Bien que le temps réglementaire soit calculé à 120 minutes, le temps total que les 2 équipes ont passé à jouer et que les spectateurs du match ont passé s'élève à près de 150 minutes. Son résultat, bien sûr, est divisé en 2 extrêmes comme d'habitude, mais ce qui déchire beaucoup de gens, c'est que la douleur appartient à l'équipe qui a mieux joué pendant la majeure partie du temps.
Cette défaite laissera de profondes blessures au Sénégal. Ils ont contrôlé le match pendant 86 minutes et ont marqué 2 buts en 26 minutes (de 25 à 51). Les joueurs de l'entraîneur Pape Thiaw pourraient même marquer plus de buts, jouer avec fluidité en attaque, avoir l'endurance nécessaire pour aider la défense à repousser les attaques de la Belgique. Lorsque l'horloge a sonné la 86e minute, tout était considéré comme décidé.

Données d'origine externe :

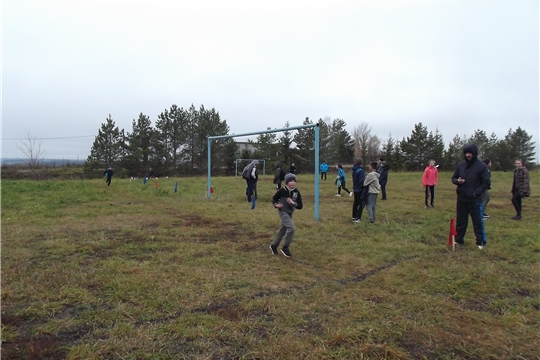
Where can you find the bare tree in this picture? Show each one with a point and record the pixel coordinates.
(32, 148)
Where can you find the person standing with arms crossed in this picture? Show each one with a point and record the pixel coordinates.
(472, 179)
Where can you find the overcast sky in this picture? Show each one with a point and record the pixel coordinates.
(452, 65)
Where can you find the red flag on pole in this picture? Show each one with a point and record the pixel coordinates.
(453, 233)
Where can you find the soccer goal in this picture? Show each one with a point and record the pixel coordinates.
(316, 146)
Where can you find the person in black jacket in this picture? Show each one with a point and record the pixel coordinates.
(382, 169)
(472, 179)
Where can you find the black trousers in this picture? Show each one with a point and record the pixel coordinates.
(358, 205)
(343, 187)
(516, 201)
(476, 211)
(430, 189)
(383, 191)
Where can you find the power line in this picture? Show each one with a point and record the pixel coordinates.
(57, 138)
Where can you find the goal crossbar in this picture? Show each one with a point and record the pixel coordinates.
(316, 146)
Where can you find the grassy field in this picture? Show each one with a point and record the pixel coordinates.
(132, 271)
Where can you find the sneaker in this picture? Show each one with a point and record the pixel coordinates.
(285, 251)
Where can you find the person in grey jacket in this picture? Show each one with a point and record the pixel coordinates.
(286, 200)
(372, 183)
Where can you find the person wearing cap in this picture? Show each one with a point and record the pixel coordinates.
(286, 200)
(472, 179)
(108, 175)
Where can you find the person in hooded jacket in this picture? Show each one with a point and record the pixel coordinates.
(520, 187)
(358, 188)
(286, 200)
(472, 179)
(279, 175)
(382, 169)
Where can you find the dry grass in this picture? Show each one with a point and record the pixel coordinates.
(137, 272)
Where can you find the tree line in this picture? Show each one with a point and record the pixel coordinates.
(177, 146)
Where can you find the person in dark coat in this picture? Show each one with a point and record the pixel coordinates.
(279, 175)
(292, 169)
(472, 179)
(382, 169)
(520, 187)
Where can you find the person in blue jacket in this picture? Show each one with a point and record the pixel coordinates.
(358, 187)
(472, 179)
(324, 169)
(341, 178)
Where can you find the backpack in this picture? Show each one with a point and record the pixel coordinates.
(246, 173)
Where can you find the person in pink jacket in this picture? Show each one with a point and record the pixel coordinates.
(429, 180)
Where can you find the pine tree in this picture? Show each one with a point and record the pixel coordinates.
(416, 148)
(140, 152)
(107, 149)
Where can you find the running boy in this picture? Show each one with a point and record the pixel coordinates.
(286, 200)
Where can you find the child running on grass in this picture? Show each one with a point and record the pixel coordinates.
(286, 200)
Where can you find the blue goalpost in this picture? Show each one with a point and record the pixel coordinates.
(316, 146)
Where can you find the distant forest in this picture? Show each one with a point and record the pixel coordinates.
(176, 145)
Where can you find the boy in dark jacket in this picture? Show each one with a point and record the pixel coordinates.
(286, 200)
(358, 187)
(472, 179)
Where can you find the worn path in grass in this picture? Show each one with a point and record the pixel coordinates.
(135, 271)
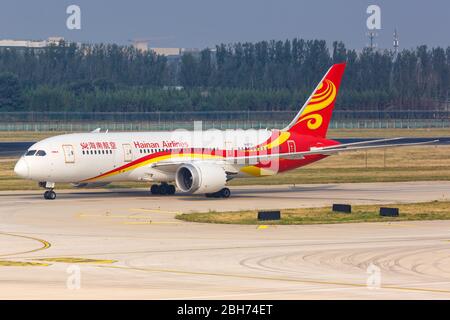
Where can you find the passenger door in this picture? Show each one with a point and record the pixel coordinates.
(127, 152)
(69, 153)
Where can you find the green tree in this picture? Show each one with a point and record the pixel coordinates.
(10, 92)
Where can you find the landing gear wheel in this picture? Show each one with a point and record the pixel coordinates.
(162, 189)
(225, 193)
(154, 189)
(49, 195)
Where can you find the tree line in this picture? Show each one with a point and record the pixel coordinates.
(266, 75)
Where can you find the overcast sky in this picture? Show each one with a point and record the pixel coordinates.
(202, 23)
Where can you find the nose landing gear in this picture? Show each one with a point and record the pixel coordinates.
(50, 195)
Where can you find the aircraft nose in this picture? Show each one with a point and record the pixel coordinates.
(21, 168)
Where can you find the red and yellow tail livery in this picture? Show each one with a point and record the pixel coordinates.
(315, 115)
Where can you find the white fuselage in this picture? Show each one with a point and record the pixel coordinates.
(78, 157)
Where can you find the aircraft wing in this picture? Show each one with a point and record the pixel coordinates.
(171, 165)
(347, 147)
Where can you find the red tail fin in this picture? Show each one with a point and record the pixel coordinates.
(315, 115)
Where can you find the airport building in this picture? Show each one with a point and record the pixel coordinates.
(36, 44)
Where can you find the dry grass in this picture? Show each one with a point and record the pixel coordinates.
(436, 210)
(333, 134)
(419, 163)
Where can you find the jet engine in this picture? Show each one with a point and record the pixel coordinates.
(90, 184)
(200, 178)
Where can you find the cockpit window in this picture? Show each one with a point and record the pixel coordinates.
(30, 153)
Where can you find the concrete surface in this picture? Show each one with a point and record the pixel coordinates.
(128, 245)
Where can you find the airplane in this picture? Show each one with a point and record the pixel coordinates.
(193, 162)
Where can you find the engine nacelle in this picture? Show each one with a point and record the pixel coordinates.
(200, 178)
(89, 184)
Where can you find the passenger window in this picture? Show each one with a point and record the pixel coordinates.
(30, 153)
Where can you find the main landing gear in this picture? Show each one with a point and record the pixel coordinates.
(224, 193)
(162, 189)
(49, 194)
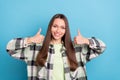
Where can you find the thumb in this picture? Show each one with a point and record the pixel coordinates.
(39, 31)
(79, 33)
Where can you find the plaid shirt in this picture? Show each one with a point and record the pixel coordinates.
(28, 52)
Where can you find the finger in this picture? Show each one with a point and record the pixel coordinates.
(38, 33)
(79, 32)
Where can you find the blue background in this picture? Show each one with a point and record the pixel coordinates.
(99, 18)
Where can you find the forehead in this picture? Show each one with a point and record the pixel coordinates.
(59, 21)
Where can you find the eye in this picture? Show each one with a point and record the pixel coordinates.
(54, 26)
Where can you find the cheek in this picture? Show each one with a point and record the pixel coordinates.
(63, 32)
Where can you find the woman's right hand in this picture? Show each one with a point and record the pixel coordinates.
(38, 38)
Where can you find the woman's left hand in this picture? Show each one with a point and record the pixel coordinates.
(79, 39)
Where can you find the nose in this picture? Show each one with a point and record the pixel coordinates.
(58, 29)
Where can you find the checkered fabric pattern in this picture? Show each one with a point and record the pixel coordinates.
(27, 52)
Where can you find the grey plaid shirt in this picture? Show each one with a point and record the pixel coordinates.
(28, 52)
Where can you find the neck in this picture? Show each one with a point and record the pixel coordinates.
(55, 41)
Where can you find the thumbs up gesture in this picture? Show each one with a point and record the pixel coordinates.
(79, 39)
(38, 38)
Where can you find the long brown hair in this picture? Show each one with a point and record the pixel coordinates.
(70, 51)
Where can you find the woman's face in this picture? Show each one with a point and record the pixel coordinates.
(58, 29)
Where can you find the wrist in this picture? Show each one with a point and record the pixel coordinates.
(29, 40)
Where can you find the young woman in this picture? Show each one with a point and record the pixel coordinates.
(56, 57)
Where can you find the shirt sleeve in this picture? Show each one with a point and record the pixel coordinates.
(16, 48)
(94, 49)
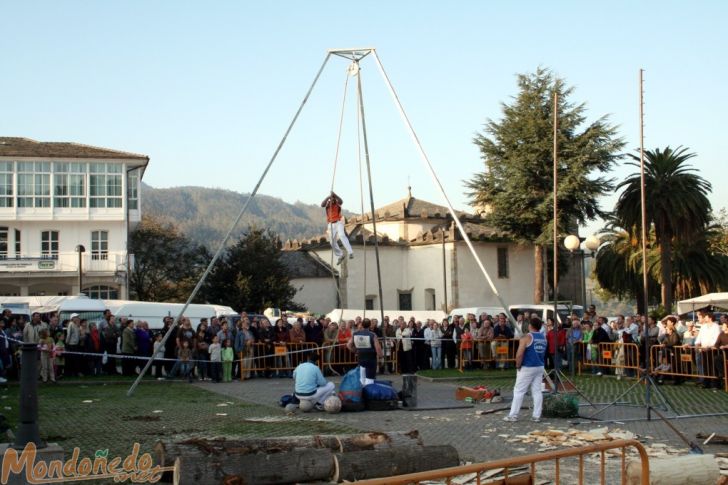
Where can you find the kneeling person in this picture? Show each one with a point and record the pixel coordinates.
(310, 384)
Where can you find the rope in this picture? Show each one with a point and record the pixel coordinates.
(333, 179)
(361, 202)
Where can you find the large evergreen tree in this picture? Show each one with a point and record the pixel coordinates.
(250, 275)
(166, 263)
(677, 206)
(516, 187)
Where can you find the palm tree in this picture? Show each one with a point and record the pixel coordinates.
(677, 205)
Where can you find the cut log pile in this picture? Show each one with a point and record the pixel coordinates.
(302, 459)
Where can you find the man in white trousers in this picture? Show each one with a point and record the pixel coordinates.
(332, 204)
(529, 363)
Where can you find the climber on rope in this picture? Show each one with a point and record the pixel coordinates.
(332, 203)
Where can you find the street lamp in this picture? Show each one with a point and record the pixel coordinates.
(80, 250)
(573, 243)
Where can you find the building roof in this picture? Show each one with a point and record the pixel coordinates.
(28, 148)
(410, 208)
(359, 227)
(300, 264)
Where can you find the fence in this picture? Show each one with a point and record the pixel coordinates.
(609, 355)
(485, 353)
(688, 362)
(532, 461)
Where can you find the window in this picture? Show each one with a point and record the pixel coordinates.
(100, 292)
(405, 300)
(430, 300)
(100, 245)
(105, 185)
(132, 189)
(502, 262)
(49, 244)
(34, 184)
(3, 243)
(6, 184)
(69, 180)
(369, 302)
(17, 244)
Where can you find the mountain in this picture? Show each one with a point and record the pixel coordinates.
(205, 214)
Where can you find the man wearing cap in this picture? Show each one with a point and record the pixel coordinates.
(310, 384)
(73, 341)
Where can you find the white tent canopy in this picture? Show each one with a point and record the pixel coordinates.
(711, 299)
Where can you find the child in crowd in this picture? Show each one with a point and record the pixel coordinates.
(46, 346)
(185, 360)
(158, 356)
(467, 347)
(660, 369)
(227, 361)
(215, 359)
(60, 361)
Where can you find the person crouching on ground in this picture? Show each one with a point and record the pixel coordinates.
(310, 384)
(530, 366)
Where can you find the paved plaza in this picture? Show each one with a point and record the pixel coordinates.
(477, 437)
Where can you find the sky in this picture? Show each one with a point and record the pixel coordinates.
(207, 89)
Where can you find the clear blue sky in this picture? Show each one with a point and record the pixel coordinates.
(206, 89)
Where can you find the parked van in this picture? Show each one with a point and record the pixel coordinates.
(154, 313)
(477, 311)
(547, 311)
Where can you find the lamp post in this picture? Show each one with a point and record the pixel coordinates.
(573, 243)
(80, 250)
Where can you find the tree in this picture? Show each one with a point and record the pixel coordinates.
(677, 206)
(166, 263)
(695, 268)
(516, 187)
(251, 276)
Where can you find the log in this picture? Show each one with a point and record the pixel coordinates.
(167, 451)
(677, 470)
(310, 465)
(363, 465)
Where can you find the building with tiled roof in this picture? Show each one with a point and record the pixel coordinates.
(424, 261)
(66, 210)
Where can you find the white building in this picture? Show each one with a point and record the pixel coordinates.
(425, 264)
(56, 198)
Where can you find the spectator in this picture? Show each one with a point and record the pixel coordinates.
(215, 359)
(184, 357)
(227, 361)
(128, 349)
(47, 347)
(310, 384)
(201, 354)
(110, 336)
(158, 356)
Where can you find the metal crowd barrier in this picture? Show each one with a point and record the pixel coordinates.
(447, 474)
(497, 352)
(688, 362)
(610, 355)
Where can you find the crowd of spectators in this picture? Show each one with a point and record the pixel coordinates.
(221, 350)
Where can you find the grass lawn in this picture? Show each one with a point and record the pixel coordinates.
(100, 416)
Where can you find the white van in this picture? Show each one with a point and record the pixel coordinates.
(547, 311)
(154, 313)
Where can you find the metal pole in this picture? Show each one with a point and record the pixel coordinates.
(557, 357)
(643, 196)
(444, 270)
(80, 272)
(371, 193)
(28, 431)
(438, 184)
(232, 227)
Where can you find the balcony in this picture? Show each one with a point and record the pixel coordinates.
(64, 262)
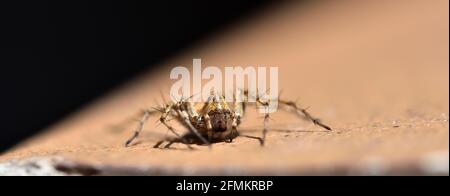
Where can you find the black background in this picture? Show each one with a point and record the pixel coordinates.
(55, 56)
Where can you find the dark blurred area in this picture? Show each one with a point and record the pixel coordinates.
(58, 55)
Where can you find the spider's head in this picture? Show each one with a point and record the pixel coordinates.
(219, 120)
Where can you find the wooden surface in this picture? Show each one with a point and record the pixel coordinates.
(375, 71)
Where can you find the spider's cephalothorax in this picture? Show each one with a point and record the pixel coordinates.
(215, 121)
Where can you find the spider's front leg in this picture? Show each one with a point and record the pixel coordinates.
(239, 111)
(303, 113)
(185, 120)
(144, 118)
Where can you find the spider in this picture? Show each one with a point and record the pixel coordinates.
(216, 121)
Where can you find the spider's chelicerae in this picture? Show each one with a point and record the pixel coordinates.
(216, 121)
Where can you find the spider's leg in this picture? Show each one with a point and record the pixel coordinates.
(144, 118)
(163, 120)
(261, 140)
(303, 113)
(184, 118)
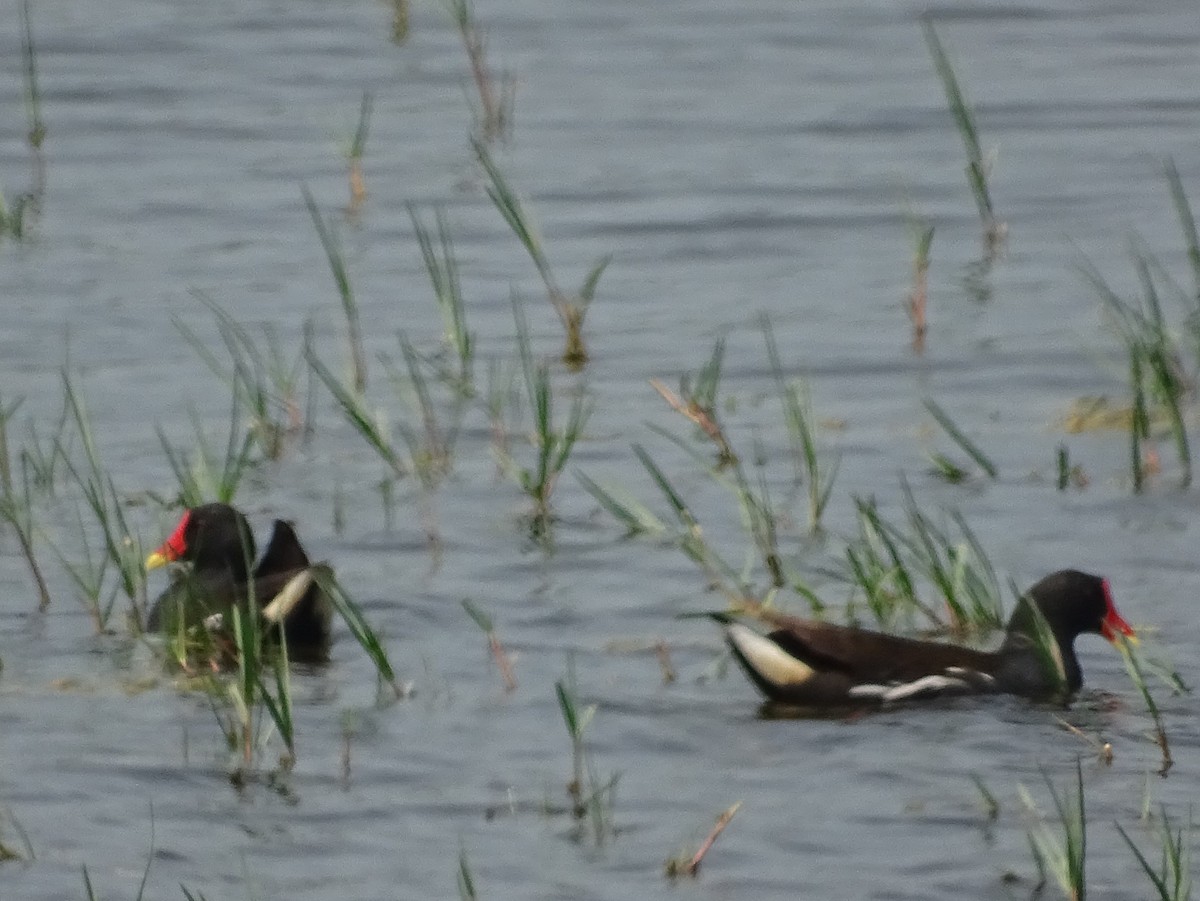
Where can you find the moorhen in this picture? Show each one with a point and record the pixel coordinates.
(216, 540)
(805, 662)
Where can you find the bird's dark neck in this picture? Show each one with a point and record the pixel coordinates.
(1038, 656)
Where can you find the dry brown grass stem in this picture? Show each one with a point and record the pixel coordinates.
(689, 868)
(703, 418)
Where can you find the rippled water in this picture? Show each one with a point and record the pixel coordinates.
(733, 160)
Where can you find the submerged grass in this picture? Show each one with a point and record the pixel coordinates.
(978, 167)
(1173, 876)
(891, 563)
(965, 444)
(571, 310)
(355, 410)
(591, 800)
(262, 376)
(120, 541)
(1157, 378)
(336, 258)
(201, 473)
(798, 416)
(1133, 665)
(442, 266)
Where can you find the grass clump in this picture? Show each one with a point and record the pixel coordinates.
(493, 115)
(553, 443)
(892, 563)
(1065, 858)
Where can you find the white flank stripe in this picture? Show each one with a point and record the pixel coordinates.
(767, 659)
(288, 598)
(955, 678)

Les supporters sénégalais ont célébré dans les tribunes, tandis que la Belgique a joué sans âme.
Les critiques à l'égard de la génération dorée de la Belgique ont commencé à être rédigées. Le Sénégal méritait pleinement une victoire historique. Cependant, 2 moments de distraction leur ont coûté cher face à l'équipe belge qui avait joué de manière terne auparavant. C'est la cruauté des matchs de haut niveau.
Exactement, en environ 161 secondes, le score était de 2-2 grâce à l'un des scénarios les plus incroyables de l'histoire de la Coupe du monde. Personne ne s'y attendait, même l'entraîneur Rudi Garcia, qui a effectué des remplacements audacieux apparemment uniquement par désespoir extrême, non plus.
Et puis, le penalty est arrivé dans les dernières minutes de la 2e prolongation. Le Sénégal a réagi par une combinaison de surprise et de colère, rappelant la façon dont il a quitté le terrain lors de la finale de la Coupe d'Afrique de football (AFCON) en janvier, également après une décision de penalty tardive controversée (qui a ensuite inversé leur victoire en avantage pour le Maroc).
Du moment où le penalty a été décidé au moment où il a été exécuté, il a duré plus de 7 minutes, de sorte que le but à la 125e minute est également le but le plus tardif de l'histoire des phases finales de la Coupe du monde.
Une nuit de Seattle inoubliable. Impossible à cause de la douleur exponentielle pour le perdant et de la joie très vague dans l'avenir du vainqueur.
Il y a des choses vraiment... sans voix!